In this homework, we will work with two datasets, US_counties and US_census. The dataset US_counties contains the geometry of each county in the US and thus can be used for drawing maps. The dataset US_census contains numerous pieces of information about US counties obtained from the US census. Both datasets have a column FIPS which can be used to uniquely identify each county in each dataset.

# data preparation
US_counties <- readRDS(url("https://wilkelab.org/SDS375/datasets/US_counties.rds")) %>%
  rename(FIPS = GEOID)

US_census <- read_csv(
  "https://wilkelab.org/SDS375/datasets/US_census.csv",
  col_types = cols(FIPS = "c")
)

Problem 1: (6 pts) Make a choropleth map of the percent home-ownership (column home_ownership in US_census) for all counties in the US. Choose an appropriate color scale and design for this plot. You may notice that there is one county in Alaska for which home-ownership data is not available. Write data analysis code to identify this county.

Hints:

  1. Use theme_void() as your theme

  2. You will have to join US_counties and US_census. Join them by the FIPS column.

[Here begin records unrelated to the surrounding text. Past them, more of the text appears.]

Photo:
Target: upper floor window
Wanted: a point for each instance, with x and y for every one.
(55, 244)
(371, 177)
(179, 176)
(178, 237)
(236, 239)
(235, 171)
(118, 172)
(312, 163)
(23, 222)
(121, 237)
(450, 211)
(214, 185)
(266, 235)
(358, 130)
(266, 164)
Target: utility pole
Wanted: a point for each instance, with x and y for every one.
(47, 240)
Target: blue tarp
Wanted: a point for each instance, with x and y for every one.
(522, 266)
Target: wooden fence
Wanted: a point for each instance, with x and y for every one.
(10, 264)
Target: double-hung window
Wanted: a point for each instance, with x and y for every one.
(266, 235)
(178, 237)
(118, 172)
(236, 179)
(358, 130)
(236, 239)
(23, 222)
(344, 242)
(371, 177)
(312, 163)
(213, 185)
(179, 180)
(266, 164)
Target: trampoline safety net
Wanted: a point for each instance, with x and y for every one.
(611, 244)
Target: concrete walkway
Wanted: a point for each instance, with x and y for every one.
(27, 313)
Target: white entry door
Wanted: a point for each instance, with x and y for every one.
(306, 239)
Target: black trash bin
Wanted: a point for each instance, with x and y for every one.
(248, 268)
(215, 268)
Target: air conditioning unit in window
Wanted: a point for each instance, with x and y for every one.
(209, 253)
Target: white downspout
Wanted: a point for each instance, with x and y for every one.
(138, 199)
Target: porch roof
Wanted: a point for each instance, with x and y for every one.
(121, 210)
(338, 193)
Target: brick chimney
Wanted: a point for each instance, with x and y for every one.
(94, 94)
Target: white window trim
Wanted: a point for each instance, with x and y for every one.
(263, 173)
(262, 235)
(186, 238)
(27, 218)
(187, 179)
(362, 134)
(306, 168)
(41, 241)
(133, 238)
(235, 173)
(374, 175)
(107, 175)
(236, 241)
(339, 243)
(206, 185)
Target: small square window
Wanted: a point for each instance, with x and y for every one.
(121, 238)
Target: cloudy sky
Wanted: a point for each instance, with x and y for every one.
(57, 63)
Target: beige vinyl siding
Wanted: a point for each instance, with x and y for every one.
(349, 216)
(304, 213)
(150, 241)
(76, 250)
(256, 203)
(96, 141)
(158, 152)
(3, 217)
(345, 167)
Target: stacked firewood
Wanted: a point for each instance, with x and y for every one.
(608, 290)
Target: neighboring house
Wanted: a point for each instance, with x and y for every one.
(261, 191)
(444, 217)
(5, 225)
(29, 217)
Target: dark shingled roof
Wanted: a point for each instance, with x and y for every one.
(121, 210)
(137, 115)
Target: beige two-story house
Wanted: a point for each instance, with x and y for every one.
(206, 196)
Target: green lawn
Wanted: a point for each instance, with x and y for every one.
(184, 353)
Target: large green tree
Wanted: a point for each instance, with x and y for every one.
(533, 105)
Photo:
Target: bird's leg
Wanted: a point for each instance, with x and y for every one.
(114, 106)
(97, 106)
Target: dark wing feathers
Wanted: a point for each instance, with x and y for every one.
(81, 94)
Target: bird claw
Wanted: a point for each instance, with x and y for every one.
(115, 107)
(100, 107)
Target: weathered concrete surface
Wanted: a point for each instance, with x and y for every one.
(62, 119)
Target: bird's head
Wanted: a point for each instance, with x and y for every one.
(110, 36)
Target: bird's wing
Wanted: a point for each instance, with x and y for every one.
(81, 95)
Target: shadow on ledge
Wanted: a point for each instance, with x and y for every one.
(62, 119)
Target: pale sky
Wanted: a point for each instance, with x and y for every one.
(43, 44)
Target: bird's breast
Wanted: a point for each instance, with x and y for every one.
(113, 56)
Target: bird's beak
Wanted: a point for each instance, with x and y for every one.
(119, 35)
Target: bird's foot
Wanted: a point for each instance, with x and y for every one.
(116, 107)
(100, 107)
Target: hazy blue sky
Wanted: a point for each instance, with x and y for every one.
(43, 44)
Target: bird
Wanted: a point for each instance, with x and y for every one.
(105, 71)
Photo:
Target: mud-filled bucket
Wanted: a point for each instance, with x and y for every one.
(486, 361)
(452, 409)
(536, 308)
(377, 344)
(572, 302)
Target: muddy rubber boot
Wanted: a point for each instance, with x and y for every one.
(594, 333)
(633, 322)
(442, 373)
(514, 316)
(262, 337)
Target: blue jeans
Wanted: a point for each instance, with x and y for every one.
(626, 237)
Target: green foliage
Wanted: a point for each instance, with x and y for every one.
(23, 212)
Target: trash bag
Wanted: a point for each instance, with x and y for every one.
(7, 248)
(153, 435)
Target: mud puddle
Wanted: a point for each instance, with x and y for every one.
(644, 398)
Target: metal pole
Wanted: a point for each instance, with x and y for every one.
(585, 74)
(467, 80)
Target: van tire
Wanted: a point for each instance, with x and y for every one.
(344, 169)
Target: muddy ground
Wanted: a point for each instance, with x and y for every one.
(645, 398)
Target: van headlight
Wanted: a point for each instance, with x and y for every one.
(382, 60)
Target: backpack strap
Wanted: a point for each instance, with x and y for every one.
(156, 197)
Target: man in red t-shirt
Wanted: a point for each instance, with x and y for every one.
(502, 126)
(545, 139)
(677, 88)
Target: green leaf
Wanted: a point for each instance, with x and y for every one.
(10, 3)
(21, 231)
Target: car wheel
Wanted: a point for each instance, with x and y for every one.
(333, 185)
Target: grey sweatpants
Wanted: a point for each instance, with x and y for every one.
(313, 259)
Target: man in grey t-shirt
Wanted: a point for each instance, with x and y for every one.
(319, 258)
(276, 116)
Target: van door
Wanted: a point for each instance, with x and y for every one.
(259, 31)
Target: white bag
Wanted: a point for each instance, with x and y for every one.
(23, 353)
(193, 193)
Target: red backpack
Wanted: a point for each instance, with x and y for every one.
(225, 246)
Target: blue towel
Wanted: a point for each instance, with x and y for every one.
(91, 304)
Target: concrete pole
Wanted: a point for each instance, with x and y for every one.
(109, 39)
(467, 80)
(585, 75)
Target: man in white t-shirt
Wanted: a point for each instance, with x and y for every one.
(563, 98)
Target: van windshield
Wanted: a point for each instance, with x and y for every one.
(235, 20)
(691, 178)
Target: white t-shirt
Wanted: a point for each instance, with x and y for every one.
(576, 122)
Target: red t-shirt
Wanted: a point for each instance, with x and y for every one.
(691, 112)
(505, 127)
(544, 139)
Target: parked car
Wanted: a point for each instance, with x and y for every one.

  3. To make nice percent labels, you can use label = scales::label_percent(scale = 1) in your color scale function.

  4. To find rows with missing data, you may want to use the function is.na().

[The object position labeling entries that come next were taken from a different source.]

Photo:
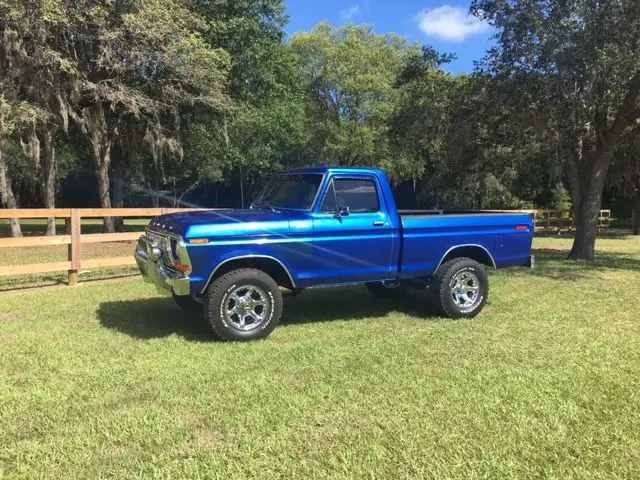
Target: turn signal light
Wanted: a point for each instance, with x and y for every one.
(198, 241)
(182, 267)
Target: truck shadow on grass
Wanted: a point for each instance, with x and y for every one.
(159, 317)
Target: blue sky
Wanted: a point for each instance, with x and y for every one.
(443, 24)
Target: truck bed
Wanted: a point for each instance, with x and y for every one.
(429, 234)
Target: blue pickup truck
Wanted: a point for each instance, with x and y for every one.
(320, 226)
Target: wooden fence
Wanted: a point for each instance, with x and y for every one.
(551, 220)
(74, 238)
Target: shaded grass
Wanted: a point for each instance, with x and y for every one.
(113, 381)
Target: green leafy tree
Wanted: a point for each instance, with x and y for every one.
(577, 64)
(349, 78)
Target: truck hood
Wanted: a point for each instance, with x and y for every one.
(223, 223)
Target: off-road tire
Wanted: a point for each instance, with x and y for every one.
(217, 296)
(442, 284)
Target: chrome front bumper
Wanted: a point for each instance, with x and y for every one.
(167, 281)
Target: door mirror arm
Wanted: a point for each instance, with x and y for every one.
(343, 212)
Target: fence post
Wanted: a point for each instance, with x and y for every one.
(74, 247)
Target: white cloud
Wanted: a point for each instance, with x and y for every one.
(453, 24)
(350, 12)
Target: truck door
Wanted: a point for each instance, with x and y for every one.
(353, 236)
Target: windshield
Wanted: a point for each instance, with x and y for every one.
(290, 191)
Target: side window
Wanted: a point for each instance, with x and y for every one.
(359, 195)
(329, 202)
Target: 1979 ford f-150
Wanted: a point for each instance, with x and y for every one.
(321, 226)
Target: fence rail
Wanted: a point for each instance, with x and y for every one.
(74, 238)
(548, 220)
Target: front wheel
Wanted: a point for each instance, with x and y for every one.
(460, 288)
(244, 304)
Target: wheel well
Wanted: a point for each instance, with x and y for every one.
(476, 253)
(270, 266)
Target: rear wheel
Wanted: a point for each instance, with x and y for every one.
(188, 303)
(386, 289)
(460, 288)
(244, 304)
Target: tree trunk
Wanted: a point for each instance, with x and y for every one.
(587, 185)
(49, 178)
(102, 175)
(96, 125)
(7, 196)
(118, 189)
(585, 216)
(636, 217)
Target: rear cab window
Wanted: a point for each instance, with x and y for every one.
(360, 195)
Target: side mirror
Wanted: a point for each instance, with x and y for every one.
(343, 212)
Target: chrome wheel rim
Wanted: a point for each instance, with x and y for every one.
(465, 289)
(247, 307)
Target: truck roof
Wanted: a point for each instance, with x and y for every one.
(326, 169)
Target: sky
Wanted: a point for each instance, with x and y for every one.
(444, 24)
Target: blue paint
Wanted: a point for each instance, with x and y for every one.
(323, 249)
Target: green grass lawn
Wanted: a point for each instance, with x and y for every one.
(110, 380)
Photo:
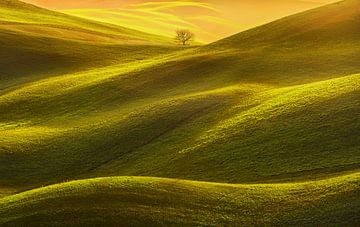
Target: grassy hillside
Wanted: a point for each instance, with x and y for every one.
(152, 201)
(210, 20)
(247, 121)
(279, 103)
(39, 42)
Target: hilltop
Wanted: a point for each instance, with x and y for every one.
(152, 201)
(41, 42)
(269, 116)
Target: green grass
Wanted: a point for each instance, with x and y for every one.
(155, 201)
(248, 109)
(38, 43)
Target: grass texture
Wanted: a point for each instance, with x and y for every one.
(271, 114)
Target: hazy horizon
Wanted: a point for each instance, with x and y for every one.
(210, 20)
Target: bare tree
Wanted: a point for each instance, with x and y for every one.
(184, 36)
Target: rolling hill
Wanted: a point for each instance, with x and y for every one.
(139, 201)
(39, 42)
(210, 20)
(274, 111)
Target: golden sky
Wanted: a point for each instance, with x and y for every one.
(209, 19)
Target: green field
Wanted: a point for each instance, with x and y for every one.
(262, 127)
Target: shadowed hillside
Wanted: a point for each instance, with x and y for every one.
(152, 201)
(39, 42)
(278, 103)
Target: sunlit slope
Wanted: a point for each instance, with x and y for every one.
(152, 201)
(332, 24)
(210, 20)
(240, 114)
(38, 42)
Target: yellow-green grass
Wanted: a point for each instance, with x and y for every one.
(139, 201)
(243, 114)
(37, 43)
(164, 18)
(230, 112)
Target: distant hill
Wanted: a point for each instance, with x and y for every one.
(37, 41)
(270, 116)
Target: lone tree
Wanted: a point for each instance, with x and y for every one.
(184, 36)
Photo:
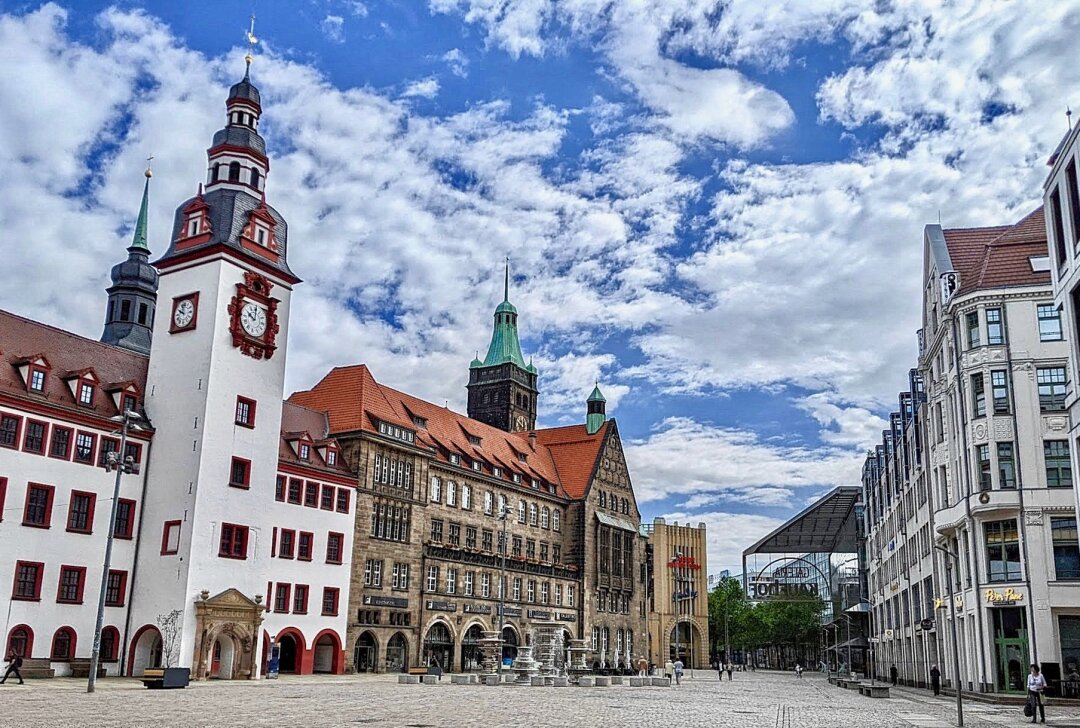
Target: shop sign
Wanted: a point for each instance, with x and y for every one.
(1002, 598)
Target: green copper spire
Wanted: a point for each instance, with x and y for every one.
(138, 240)
(504, 345)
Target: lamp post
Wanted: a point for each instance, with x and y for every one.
(956, 645)
(115, 460)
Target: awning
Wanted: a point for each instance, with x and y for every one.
(827, 526)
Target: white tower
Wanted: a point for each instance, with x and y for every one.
(214, 395)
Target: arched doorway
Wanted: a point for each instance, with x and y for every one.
(397, 654)
(365, 654)
(439, 647)
(472, 656)
(509, 643)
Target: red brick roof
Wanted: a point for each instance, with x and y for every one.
(354, 401)
(23, 340)
(999, 257)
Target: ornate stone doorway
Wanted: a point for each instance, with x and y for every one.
(228, 627)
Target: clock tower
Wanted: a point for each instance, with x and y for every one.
(502, 388)
(216, 378)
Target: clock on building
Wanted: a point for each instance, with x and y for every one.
(254, 317)
(185, 313)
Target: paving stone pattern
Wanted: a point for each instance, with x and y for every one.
(751, 700)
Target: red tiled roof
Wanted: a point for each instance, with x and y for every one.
(999, 257)
(354, 401)
(22, 340)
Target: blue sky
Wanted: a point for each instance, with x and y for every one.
(714, 209)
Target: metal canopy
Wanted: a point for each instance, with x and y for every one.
(827, 526)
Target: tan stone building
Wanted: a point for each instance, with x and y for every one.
(426, 581)
(678, 617)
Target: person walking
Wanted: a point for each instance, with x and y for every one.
(1036, 684)
(14, 662)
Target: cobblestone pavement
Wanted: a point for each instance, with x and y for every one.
(771, 700)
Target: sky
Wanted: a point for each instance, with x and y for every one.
(714, 209)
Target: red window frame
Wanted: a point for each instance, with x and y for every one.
(300, 593)
(90, 512)
(80, 573)
(26, 435)
(342, 501)
(52, 443)
(40, 566)
(166, 530)
(14, 444)
(250, 422)
(246, 481)
(285, 550)
(233, 539)
(339, 539)
(51, 491)
(121, 589)
(334, 594)
(302, 553)
(93, 447)
(130, 506)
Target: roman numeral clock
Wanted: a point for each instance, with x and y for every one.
(254, 318)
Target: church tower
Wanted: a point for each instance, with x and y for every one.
(502, 388)
(129, 319)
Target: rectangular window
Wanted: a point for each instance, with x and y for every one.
(9, 430)
(116, 589)
(38, 511)
(999, 391)
(995, 328)
(1058, 466)
(245, 412)
(72, 580)
(233, 543)
(977, 395)
(1051, 382)
(1002, 551)
(170, 538)
(334, 546)
(34, 441)
(240, 473)
(28, 580)
(973, 333)
(329, 601)
(1066, 549)
(300, 600)
(59, 446)
(1007, 466)
(81, 512)
(1050, 323)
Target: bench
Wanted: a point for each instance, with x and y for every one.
(873, 690)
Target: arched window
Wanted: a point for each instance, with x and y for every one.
(63, 644)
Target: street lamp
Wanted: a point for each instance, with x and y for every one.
(952, 612)
(117, 461)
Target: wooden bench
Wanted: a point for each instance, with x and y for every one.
(873, 690)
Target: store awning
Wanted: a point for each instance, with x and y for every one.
(827, 526)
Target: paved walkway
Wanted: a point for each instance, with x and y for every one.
(753, 700)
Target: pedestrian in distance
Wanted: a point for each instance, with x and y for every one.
(14, 662)
(1036, 684)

Grade breakdown: 2pt for the plot, 2pt for the plot design, and 2pt for identifying the county in Alaska for which home ownership data is not available.

# code to make the plot
US_counties %>%
  left_join(US_census, by = "FIPS") %>%
  ggplot() +
  geom_sf(aes(fill = home_ownership), size = 0.1) +
  scale_fill_viridis_c(
    name = "home-ownership",
    option = "B",
    label = scales::label_percent(scale = 1)
  ) +
  theme_void()